Accessing the variables within an Xarray dataset is straightforward, similar to how one might interact with a dictionary in Python. Each variable in the dataset is a Xarray DataArray, which can be retrieved using the variable name as the key. For example, to access the 'temperature' variable from the dataset `ds` created in the previous example, you simply use `ds['temperature']` or `ds.temperature`. This retrieves the DataArray corresponding to temperature, complete with its associated dimensions, coordinates, and attributes. This structure allows for intuitive querying and manipulation of the data. You can similarly access the 'precipitation' DataArray using `ds['precipitation']` or `ds.precipitation`. These variables can be handled independently or in conjunction with other dataset variables, depending on the analysis required. It's this simplicity in variable access that makes Xarray a potent tool for handling high-dimensional datasets typical in fields like atmospheric sciences.
When performing calculations or operations on an Xarray dataset, the operation propagates across all the included variables, applying the computation en masse. This attribute of Xarray is particularly advantageous for dataset-wide adjustments or analyses. Consider a scenario where we want to add one to every data point in the dataset. We could do this with the command `ds = ds + 1`, which would add one to each variable in `ds`.
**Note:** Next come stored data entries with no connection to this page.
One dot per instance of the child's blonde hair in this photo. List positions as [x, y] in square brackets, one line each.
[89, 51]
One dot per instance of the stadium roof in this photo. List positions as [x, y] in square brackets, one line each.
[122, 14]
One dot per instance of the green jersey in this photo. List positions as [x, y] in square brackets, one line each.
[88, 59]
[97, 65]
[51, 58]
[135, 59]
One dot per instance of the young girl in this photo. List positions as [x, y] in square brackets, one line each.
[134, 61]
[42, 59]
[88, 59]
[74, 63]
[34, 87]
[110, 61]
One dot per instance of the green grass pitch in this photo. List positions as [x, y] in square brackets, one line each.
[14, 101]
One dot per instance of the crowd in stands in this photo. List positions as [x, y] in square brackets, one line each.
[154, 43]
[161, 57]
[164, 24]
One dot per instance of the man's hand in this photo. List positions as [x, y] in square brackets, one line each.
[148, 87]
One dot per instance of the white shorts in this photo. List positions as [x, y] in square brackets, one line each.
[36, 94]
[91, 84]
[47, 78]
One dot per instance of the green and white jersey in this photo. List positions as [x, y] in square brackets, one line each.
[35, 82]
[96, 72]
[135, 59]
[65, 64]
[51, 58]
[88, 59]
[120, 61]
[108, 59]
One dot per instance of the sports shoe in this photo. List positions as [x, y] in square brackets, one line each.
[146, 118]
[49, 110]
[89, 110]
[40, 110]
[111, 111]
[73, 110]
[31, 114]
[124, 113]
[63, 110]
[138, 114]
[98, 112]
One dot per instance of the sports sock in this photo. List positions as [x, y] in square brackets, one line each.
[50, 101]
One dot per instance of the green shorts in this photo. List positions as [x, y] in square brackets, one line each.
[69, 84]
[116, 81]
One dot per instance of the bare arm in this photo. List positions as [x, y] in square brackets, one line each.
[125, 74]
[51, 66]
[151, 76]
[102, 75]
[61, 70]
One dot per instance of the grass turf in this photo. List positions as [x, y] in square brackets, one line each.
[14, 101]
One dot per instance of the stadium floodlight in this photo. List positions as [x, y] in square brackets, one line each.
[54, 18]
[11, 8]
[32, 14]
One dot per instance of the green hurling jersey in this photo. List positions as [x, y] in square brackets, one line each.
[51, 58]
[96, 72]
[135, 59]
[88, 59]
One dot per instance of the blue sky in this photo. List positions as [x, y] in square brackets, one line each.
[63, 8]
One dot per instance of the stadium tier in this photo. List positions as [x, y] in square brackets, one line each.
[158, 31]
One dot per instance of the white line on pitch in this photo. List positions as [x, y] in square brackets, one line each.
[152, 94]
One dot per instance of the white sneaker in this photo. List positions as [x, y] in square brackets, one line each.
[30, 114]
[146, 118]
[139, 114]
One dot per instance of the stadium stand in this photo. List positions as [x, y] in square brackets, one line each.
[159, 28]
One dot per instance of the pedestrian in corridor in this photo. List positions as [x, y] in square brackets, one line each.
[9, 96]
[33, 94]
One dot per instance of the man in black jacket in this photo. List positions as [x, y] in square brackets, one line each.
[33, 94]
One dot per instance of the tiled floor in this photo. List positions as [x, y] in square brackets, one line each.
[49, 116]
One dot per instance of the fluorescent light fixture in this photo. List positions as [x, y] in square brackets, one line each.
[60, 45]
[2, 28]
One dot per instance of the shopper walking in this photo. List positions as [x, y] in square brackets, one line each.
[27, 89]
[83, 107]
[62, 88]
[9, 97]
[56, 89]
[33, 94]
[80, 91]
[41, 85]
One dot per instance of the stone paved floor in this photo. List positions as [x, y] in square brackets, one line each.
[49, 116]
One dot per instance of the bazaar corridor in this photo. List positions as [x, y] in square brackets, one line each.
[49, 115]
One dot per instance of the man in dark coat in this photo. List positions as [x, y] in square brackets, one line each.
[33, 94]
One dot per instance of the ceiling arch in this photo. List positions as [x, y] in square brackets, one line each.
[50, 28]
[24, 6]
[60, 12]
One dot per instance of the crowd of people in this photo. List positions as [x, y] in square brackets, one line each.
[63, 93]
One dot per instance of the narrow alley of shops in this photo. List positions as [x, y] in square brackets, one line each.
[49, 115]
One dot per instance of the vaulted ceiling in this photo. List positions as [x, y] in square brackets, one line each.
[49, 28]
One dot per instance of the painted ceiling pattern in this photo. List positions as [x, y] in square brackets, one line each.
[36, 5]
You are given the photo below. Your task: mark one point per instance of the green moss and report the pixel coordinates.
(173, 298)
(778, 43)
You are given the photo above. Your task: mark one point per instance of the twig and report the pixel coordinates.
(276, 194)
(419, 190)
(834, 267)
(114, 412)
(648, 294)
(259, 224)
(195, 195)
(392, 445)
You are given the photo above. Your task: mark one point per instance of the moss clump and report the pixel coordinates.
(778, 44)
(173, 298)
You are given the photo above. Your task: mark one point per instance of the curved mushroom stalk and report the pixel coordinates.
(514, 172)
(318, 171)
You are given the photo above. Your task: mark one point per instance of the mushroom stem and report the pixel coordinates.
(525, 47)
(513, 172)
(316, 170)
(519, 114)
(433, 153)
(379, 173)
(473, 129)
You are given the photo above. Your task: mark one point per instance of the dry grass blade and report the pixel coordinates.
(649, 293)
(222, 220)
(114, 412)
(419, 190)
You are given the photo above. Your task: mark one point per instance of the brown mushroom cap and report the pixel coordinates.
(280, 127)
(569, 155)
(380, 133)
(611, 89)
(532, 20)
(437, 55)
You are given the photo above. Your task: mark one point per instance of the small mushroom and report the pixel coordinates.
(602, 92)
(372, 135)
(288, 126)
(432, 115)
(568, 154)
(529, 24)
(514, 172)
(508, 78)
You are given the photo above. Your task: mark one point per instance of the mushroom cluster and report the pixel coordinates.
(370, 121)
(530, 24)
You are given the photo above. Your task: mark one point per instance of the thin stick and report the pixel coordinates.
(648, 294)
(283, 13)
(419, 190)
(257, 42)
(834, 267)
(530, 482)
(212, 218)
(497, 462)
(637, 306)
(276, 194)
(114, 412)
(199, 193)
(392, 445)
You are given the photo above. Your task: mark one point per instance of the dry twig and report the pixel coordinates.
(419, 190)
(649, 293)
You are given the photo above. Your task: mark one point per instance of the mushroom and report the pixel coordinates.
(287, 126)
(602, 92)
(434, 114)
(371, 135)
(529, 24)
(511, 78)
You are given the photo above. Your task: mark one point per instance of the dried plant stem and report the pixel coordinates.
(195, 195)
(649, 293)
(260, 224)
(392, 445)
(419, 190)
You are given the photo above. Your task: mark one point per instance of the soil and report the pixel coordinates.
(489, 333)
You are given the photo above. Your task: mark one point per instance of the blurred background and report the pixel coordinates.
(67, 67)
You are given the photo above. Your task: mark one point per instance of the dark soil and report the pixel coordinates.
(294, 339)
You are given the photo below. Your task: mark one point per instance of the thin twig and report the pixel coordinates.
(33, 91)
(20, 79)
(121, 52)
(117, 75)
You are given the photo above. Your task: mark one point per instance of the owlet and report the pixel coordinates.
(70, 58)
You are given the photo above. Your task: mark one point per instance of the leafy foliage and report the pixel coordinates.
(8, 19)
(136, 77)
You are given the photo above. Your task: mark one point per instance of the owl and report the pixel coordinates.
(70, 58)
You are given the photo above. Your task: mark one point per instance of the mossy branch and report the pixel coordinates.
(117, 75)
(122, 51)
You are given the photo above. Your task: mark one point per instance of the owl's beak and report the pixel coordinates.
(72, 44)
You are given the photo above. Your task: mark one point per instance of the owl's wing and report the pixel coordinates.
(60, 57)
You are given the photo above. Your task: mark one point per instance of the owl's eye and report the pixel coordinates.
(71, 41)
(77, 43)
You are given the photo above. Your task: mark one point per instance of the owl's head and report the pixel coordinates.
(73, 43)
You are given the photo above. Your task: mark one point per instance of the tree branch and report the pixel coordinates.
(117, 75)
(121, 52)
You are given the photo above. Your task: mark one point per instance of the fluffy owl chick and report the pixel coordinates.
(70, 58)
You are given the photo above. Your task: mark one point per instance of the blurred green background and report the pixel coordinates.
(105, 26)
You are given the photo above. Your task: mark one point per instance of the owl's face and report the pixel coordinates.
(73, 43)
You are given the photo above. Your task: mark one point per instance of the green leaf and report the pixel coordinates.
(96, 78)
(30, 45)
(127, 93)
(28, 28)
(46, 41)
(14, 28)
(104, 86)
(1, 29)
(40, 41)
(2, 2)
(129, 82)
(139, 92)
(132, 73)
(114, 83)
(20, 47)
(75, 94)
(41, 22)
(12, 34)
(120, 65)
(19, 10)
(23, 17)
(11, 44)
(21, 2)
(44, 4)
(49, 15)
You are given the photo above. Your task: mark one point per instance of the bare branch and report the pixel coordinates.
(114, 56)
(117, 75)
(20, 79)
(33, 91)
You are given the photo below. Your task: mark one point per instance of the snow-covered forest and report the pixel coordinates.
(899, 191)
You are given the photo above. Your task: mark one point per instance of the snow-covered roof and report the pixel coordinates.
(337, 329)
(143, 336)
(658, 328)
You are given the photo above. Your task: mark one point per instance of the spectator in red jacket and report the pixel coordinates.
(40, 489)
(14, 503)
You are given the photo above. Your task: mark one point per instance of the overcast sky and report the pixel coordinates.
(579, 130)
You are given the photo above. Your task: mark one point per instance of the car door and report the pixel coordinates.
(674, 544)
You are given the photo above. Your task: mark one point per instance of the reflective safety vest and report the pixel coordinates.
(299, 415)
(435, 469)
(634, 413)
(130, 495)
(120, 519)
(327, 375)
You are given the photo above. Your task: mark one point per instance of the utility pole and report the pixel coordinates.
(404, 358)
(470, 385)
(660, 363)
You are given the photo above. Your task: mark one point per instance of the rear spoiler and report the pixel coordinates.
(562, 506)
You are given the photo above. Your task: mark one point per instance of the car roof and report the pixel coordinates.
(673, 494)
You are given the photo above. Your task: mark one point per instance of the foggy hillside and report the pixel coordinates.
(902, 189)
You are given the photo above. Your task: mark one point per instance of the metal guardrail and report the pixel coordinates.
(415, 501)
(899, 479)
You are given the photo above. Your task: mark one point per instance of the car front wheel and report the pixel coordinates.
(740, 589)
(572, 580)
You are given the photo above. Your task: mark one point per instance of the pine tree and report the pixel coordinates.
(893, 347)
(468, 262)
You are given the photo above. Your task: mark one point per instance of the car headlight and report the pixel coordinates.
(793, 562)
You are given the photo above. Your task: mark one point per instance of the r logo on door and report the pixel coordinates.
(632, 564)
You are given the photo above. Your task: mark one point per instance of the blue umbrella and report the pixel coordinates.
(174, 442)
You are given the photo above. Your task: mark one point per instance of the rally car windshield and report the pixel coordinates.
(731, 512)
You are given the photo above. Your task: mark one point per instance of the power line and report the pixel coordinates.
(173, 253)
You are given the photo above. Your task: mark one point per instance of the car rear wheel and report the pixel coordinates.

Similarly, when performing coordinate-based selections, the operation is universally applied. If you were to select a subset of data along a specific coordinate, say a particular range of latitudes, executing something like `ds.sel(latitude=slice(10, 20))` would concurrently extract the slice for all variables within `ds` that correspond to those latitudes. It would return a new dataset with the same variables but with the requested range of latitudes. Remember that this is a view, not a copy, so you may get irregular results if you try to modify the contents of the view.